OD&D had a system that Mike Mornard recently pointed out is extremely dangerous. There is a high chance that wandering monsters are well above the "level" of the dungeon - the first level can have 4th level rated creatures, and the third can have dragons and balrogs. Only 1/3 are from the level 1 chart, 1/3 from level 2, and 1/6 from levels 3 and 4. This makes dawdling in an OD&D dungeon extremely problematic. Holmes levels out the power curve: at level 1, 2/3 of all monsters are from the level 1 chart, 1/4 are from level 2, and 1/12 from level 3. Moldvay doesn't go with any of that, instead using a level 1 chart only for level 1, level 2 just for level 2, and level 3 just for the third level of the dungeon. Moldvay still has plenty dangerous creatures on level 1, but nowhere near as many as in OD&D or Holmes. Notably it's the first version of classic D&D where you can't run into ogres on level 1 of a dungeon.
Unlike OD&D and Holmes, Moldvay does not suggest altering numbers of wandering monsters based on party size. The numbers are calculated for dungeon level, and turn up regardless of how many PCs are in the party. I prefer this because it enforces the idea that the dungeon exists objectively regardless of the PC party, rather than adjusting to them. Moldvay follows Holmes in adjusting OD&D's encounter distance from 2d4x10 (20-80 feet) upward to 2d6x10 (20-120 feet).
Another departure is that Moldvay suggests varying the rate a bit. This is not a reflection of OD&D or Holmes, but is an interesting idea. Some areas and activities may increase the roll to 1-2, while some activities (Moldvay specifically mentions staying in one place and sleeping) make them less frequent. This can be used to excellent effect if you want to make "fast and slow" dungeon areas as I had discussed previously; a fast area could have higher wandering monster traffic, while a slow one could have Holmes's rate or lower. In any case it's primarily a question of the referee rolling correctly.
The final contrast is that all of Moldvay's creatures are in his monster listing. OD&D didn't have this, throwing out references like giant rats, spiders, giant hogs, and thouls - none of which is listed in Monsters & Treasure and each of which is meant to be made up by the referee. As a coincidental note, Moldvay actually wrote up stats for the thoul in his Basic Set, which had been in The Underworld & Wilderness Adventures but never received a listing.

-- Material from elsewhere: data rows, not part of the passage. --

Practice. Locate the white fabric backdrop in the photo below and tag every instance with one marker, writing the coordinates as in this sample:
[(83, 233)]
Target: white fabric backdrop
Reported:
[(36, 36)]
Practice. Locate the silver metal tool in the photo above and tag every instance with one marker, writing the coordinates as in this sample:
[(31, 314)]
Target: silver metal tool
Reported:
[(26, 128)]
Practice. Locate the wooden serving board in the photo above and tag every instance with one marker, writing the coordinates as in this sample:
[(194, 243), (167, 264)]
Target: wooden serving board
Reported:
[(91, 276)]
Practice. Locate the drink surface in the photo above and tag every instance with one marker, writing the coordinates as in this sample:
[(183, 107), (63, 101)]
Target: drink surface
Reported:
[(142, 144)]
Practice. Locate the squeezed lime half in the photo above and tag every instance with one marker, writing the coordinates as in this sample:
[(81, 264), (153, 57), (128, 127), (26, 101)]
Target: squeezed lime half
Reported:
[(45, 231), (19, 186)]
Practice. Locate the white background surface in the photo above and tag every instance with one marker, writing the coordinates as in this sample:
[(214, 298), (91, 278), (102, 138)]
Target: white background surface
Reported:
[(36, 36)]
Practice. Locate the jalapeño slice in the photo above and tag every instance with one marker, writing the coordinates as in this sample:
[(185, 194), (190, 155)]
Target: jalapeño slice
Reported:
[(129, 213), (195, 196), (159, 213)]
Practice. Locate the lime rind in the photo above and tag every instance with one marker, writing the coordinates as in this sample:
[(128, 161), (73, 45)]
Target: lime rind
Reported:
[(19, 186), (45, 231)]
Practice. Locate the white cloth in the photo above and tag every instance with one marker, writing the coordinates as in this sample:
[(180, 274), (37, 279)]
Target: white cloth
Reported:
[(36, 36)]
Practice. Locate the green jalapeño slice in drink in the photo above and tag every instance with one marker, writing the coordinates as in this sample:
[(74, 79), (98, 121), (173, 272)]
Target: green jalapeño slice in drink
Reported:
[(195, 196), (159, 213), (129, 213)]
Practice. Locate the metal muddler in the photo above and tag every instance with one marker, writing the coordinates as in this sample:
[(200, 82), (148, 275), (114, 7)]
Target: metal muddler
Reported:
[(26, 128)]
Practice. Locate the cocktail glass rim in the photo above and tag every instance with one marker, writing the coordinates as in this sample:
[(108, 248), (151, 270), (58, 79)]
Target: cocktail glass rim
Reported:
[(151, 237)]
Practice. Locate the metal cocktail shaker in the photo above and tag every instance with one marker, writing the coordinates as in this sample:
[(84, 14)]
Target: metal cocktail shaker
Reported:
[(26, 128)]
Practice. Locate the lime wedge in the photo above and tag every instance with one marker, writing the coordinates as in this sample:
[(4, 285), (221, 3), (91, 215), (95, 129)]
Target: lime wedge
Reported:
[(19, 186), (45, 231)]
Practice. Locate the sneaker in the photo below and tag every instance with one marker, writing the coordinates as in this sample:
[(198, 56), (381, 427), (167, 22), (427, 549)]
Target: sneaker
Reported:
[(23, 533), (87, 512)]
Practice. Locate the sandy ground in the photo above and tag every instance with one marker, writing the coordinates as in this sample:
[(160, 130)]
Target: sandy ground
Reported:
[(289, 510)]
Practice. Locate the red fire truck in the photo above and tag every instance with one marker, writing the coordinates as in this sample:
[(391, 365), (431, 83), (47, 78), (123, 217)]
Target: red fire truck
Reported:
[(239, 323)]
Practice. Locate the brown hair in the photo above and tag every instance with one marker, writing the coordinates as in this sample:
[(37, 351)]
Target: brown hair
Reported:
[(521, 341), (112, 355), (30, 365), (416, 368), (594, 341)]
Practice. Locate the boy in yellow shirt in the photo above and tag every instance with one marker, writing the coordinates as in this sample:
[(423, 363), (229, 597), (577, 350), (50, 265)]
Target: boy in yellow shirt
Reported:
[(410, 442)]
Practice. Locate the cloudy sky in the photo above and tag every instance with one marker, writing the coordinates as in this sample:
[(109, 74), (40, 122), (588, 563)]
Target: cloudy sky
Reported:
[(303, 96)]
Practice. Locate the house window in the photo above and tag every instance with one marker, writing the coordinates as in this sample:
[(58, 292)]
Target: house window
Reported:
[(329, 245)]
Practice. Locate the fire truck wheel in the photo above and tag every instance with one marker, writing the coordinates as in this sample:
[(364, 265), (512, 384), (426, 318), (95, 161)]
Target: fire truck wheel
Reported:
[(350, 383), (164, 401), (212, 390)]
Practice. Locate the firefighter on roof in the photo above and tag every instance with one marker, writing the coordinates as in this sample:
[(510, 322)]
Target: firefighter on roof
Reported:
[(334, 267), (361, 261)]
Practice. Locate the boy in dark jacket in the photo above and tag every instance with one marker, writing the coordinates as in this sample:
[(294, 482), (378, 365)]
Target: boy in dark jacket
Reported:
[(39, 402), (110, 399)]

Perhaps the most intriguing thing on the Moldvay list is the humans. At level 1, there are Acolytes, Bandits, and Traders. Acolytes (level 1 clerics with no spells) can be any alignment, while Bandits are Neutral or Chaotic and Traders can be any alignment. This makes for some really interesting dilemmas, since a group of pilgrims wearing plate mail and carrying maces could be Lawful acolytes, or Chaotics; they could also be bandits dressed as clerics to fool opponents. A group of armed men could be traders or bandits and you wouldn't know right away. It's a recipe for some tense encounters.
All told, Moldvay has a very worthwhile take on wandering monsters. I think his pace is better than in OD&D or Holmes, especially considering the explicit advice to speed it up or slow it down. There's less chance of a wildly difficult encounter on the first few levels, and he really expanded the charts to give variety and some real tension to human encounters.